Varga augurs return to pre-crisis GDP growth in summer
Photo by Alexandros Michailidis / Shutterstock.com
Finance Minister Mihály Varga said Hungary's economic growth could exceed pre-crisis levels in the summer months at a conference on the recovery organized by business daily Világgazdaság on Wednesday.
Varga said real-time data from tills connected to the tax office show catering revenue has jumped and is already at pre-crisis levels.
The economic recovery will be supported by employment, wage growth, the launch of new capacities, and European Union transfers, he said.
He added that weak foreign tourism, restrained demand in the European Union, and the phasing out of the blanket repayment moratorium would hold back the momentum of economic growth.

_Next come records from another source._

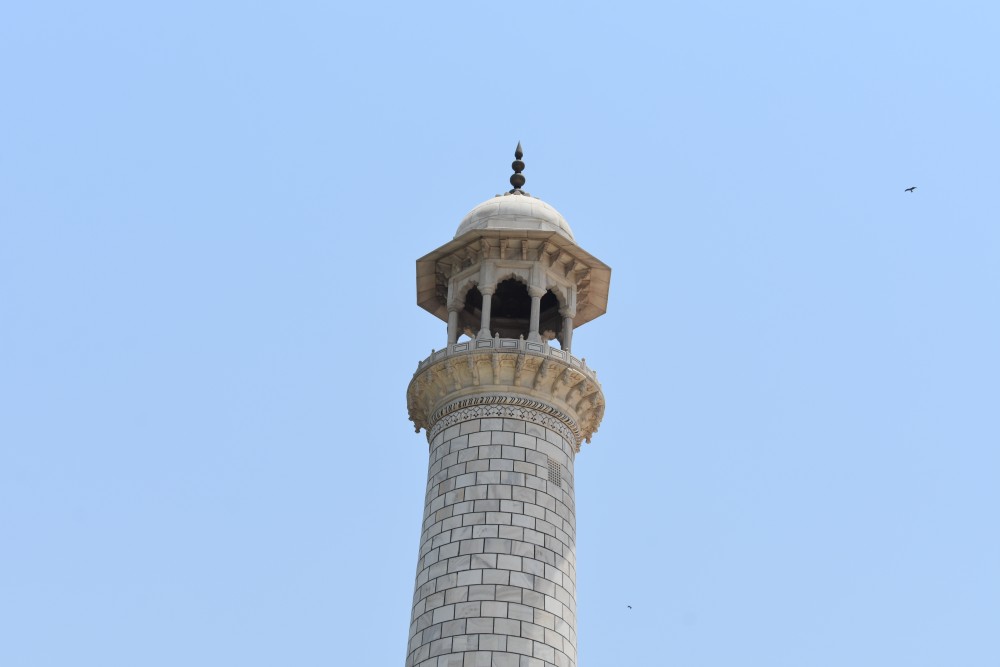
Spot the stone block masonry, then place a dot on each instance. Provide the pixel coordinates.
(496, 575)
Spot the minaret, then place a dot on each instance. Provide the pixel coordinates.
(505, 413)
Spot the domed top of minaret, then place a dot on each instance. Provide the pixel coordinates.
(515, 210)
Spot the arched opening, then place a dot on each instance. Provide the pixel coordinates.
(510, 314)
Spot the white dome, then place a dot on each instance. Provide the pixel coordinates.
(514, 212)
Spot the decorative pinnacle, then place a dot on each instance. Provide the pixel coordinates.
(517, 178)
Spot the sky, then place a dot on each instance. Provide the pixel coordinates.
(209, 216)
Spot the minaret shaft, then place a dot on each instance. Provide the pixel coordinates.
(505, 417)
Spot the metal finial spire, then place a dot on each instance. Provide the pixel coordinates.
(517, 178)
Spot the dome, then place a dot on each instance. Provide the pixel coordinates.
(515, 211)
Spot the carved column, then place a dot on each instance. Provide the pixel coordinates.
(484, 329)
(566, 339)
(536, 294)
(453, 309)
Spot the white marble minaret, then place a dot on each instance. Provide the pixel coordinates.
(505, 412)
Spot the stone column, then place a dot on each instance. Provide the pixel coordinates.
(567, 332)
(484, 329)
(536, 294)
(453, 323)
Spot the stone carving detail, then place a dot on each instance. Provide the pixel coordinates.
(511, 407)
(506, 372)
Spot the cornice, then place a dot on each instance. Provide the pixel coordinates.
(509, 375)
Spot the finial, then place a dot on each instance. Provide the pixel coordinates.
(517, 178)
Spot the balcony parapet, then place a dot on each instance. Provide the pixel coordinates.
(506, 371)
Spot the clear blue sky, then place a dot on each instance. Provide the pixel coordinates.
(209, 216)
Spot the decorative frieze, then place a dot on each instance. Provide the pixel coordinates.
(507, 372)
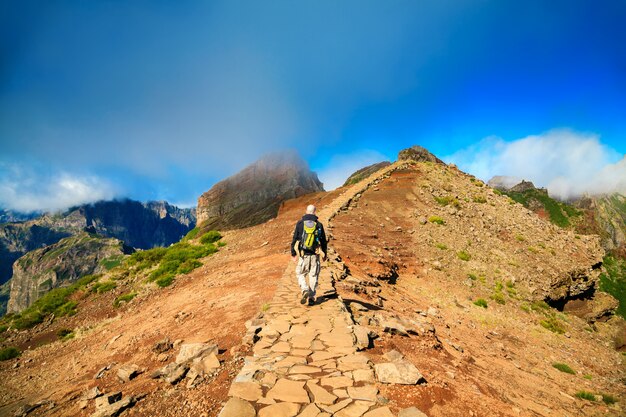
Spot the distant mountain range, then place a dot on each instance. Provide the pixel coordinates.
(137, 225)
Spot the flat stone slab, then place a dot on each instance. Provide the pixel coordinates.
(379, 412)
(320, 395)
(236, 407)
(411, 412)
(400, 372)
(249, 391)
(337, 382)
(366, 393)
(289, 391)
(280, 410)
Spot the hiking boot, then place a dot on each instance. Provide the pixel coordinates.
(305, 296)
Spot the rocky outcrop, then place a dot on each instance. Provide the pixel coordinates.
(254, 195)
(365, 172)
(57, 265)
(140, 225)
(418, 154)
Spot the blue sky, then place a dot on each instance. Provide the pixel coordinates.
(159, 100)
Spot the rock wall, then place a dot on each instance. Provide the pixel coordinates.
(41, 270)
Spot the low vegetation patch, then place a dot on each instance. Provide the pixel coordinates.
(56, 302)
(9, 353)
(563, 367)
(463, 255)
(65, 334)
(614, 281)
(124, 298)
(585, 395)
(179, 258)
(436, 220)
(481, 302)
(444, 201)
(102, 287)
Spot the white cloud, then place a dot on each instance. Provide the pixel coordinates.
(566, 162)
(340, 167)
(26, 190)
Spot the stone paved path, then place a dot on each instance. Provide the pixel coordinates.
(306, 361)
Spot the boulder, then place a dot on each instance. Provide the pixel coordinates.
(399, 372)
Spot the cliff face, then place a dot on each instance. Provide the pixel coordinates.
(365, 172)
(59, 264)
(253, 195)
(140, 225)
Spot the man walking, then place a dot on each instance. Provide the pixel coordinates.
(309, 241)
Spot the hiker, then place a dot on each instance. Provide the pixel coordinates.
(308, 243)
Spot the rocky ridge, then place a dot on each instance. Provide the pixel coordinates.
(59, 264)
(254, 195)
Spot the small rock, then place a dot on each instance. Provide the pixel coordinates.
(411, 412)
(108, 399)
(191, 351)
(127, 372)
(162, 346)
(236, 407)
(399, 372)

Varga said the government backs the "cautious phase-out" of the moratorium, in cooperation with the central bank and the Hungarian Banking Association. The government wants to phase out the moratorium in a manner that does not "make things impossible" for the 45,000-50,000 businesses and 1 million retail borrowers participating, he added.
He said the goal of fiscal policy remains to support sustainable economic growth, while keeping an eye out for risks such as bond market repricing. He added that Hungarian households' resilience to crisis has "improved significantly", while retail investors' holdings of government securities has nearly doubled to HUF 10 trillion.
Whether or not Hungary's tax system at present can remain in place will be an important factor for Hungary's future competitiveness, he said, noting a push to introduce a global minimum corporate profit tax.
He estimated the introduction of the minimum corporate profit tax would impact 2,000-3,000 companies in Hungary, adding that the government would do everything in its power to maintain the favorable tax environment that has contributed to the country's economic growth.
Finance ministers from the Group of Seven countries reached an agreement over the weekend to introduce a global minimum corporate tax rate of 15%. Hungary's corporate tax rate, at 9%, is the lowest in the European Union.